Resolve test_datasource_db_sync_add_remove instability

Configure the replica server in the test to use a short PRC timeout.
The instability appears to arise as follows.
In starting the replica Congress instance:
If Congress API process starts before Congress policy engine process,
the call to check Congress started is processed by the API process,
which makes an RPC call to the policy engine process.
But the policy engine process may be a bit slower to start.
In that case, the RPC call may never reach the policy engine process
even if the policy engine process starts up just a few seconds later.
So the call times out according to the default 60 seconds, by which
point the entire retry period of the test is used up and the test
fails.

In this fix, the RPC timeout is set to a short 10 seconds on the
replica instance. That way, if the policy engine has not started
by the time of the first RPC call, the RPC call would time out with
time remaining on the test retry period for further retry.

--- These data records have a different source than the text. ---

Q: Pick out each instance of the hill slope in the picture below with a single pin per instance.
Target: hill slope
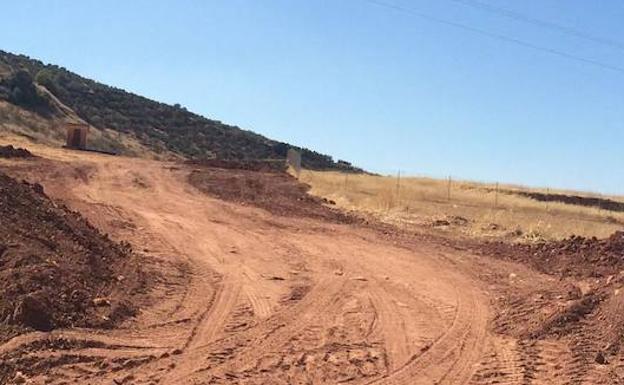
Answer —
(160, 127)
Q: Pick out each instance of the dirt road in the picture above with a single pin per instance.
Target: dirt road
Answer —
(246, 297)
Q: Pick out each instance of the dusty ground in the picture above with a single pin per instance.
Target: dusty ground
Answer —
(249, 296)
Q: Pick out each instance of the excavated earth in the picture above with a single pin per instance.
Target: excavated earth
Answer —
(252, 281)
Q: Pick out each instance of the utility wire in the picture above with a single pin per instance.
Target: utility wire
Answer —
(540, 23)
(494, 35)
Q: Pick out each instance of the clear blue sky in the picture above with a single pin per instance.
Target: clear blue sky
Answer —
(382, 88)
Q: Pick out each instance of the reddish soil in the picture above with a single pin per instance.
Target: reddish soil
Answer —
(265, 187)
(601, 203)
(261, 284)
(11, 152)
(58, 270)
(573, 257)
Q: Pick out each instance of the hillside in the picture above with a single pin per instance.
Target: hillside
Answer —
(121, 116)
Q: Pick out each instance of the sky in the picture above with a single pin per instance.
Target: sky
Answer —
(428, 87)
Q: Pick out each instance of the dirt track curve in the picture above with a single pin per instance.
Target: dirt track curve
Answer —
(246, 297)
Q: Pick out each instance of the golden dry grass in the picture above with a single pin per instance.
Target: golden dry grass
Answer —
(424, 203)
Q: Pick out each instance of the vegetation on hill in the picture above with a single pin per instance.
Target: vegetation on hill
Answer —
(159, 126)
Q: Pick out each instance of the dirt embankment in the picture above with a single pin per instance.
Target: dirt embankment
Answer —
(573, 257)
(601, 203)
(265, 186)
(13, 152)
(57, 269)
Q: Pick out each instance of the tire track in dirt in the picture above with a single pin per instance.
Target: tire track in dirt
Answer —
(450, 359)
(230, 318)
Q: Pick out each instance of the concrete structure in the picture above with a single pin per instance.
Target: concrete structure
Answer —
(77, 135)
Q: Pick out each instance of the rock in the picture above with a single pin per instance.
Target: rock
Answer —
(20, 378)
(34, 313)
(100, 302)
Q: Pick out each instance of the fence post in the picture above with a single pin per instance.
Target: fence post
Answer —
(496, 196)
(547, 197)
(399, 188)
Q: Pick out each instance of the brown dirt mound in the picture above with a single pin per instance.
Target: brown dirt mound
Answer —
(13, 152)
(575, 256)
(601, 203)
(272, 190)
(57, 269)
(249, 165)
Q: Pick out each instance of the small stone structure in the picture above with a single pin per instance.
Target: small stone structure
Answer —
(293, 159)
(77, 135)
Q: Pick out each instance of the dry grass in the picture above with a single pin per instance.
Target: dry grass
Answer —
(474, 209)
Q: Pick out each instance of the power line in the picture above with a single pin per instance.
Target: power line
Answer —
(494, 35)
(540, 23)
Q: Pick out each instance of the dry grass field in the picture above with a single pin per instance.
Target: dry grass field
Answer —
(474, 209)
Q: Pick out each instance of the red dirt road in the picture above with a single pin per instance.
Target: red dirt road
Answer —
(247, 297)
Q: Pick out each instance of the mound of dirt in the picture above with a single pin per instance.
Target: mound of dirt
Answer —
(270, 189)
(249, 165)
(601, 203)
(57, 270)
(575, 256)
(13, 152)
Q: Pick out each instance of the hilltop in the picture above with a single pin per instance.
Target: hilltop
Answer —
(36, 98)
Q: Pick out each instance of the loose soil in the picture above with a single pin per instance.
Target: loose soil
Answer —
(11, 152)
(55, 265)
(259, 284)
(601, 203)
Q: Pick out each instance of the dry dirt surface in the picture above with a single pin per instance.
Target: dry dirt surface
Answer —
(250, 291)
(11, 152)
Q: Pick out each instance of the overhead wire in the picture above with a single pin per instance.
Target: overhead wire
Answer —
(540, 22)
(497, 36)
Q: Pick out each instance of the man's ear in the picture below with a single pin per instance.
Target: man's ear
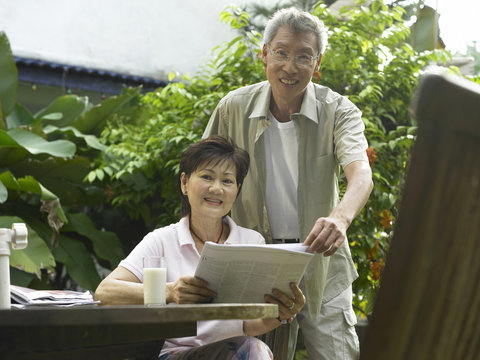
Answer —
(317, 64)
(264, 53)
(183, 182)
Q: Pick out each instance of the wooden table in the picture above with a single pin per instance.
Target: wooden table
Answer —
(109, 332)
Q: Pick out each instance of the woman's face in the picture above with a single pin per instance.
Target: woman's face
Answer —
(211, 189)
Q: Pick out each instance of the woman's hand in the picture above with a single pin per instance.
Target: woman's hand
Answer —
(288, 307)
(189, 290)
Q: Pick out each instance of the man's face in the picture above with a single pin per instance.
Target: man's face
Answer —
(289, 79)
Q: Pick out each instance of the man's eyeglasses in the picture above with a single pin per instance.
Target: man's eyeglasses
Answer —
(282, 56)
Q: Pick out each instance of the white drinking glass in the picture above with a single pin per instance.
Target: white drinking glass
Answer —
(154, 280)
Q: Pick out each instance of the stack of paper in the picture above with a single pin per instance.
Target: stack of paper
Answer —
(26, 296)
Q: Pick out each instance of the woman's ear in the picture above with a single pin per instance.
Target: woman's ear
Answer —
(183, 183)
(317, 64)
(264, 54)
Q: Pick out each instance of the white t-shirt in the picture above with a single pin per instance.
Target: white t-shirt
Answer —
(175, 243)
(281, 155)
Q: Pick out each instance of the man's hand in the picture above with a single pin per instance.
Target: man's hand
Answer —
(326, 236)
(189, 290)
(330, 232)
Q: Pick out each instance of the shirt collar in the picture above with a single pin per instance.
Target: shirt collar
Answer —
(308, 109)
(185, 237)
(262, 104)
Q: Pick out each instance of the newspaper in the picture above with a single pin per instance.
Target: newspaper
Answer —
(24, 296)
(241, 273)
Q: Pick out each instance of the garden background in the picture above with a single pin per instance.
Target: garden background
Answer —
(91, 180)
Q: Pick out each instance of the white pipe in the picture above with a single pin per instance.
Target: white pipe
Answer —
(5, 237)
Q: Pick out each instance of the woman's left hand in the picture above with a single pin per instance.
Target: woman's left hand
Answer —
(288, 307)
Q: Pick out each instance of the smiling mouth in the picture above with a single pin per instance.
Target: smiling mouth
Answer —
(213, 201)
(288, 82)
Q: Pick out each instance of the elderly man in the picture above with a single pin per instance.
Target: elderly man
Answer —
(298, 135)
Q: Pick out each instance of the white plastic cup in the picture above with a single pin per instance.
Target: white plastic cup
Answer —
(154, 280)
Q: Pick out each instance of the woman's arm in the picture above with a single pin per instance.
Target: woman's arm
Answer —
(287, 309)
(122, 287)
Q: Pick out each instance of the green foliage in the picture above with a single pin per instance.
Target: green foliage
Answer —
(43, 161)
(369, 61)
(142, 158)
(117, 163)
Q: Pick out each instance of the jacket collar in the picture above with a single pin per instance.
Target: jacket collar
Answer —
(308, 108)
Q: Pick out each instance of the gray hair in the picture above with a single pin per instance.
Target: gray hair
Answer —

The test retry period is also increased because occassionally the
replica policy engine takes longer than the allotted 60s to start up.

Change-Id: Ied8c95c4a60a3b6ea2c617fdfe94d4d7cf7a5822
This commit is contained in:
Eric K 2019-02-19 13:01:23 -08:00 committed by Eric Kao
parent 2b4c0ba868
commit df0b7e5737
1 changed files with 2 additions and 1 deletions

View File

@ -78,6 +78,7 @@ class TestHA(manager_congress.ScenarioPolicyBase):
index = conf.find('[DEFAULT]') + len('[DEFAULT]\n')
conf = (conf[:index] +
'bind_port = %d\n' % port_num +
'rpc_response_timeout = 10\n' +
conf[index:])
# set datasource sync period interval to 5
conf = conf.replace('datasource_sync_period = 30',
@ -212,7 +213,7 @@ class TestHA(manager_congress.ScenarioPolicyBase):
if not test_utils.call_until_true(
func=lambda: self._check_replica_server_status(
replica_client),
duration=60, sleep_for=1):
duration=90, sleep_for=2):
for port_num in self.replicas:
procs = self.replicas[port_num][0]
for service_key in procs: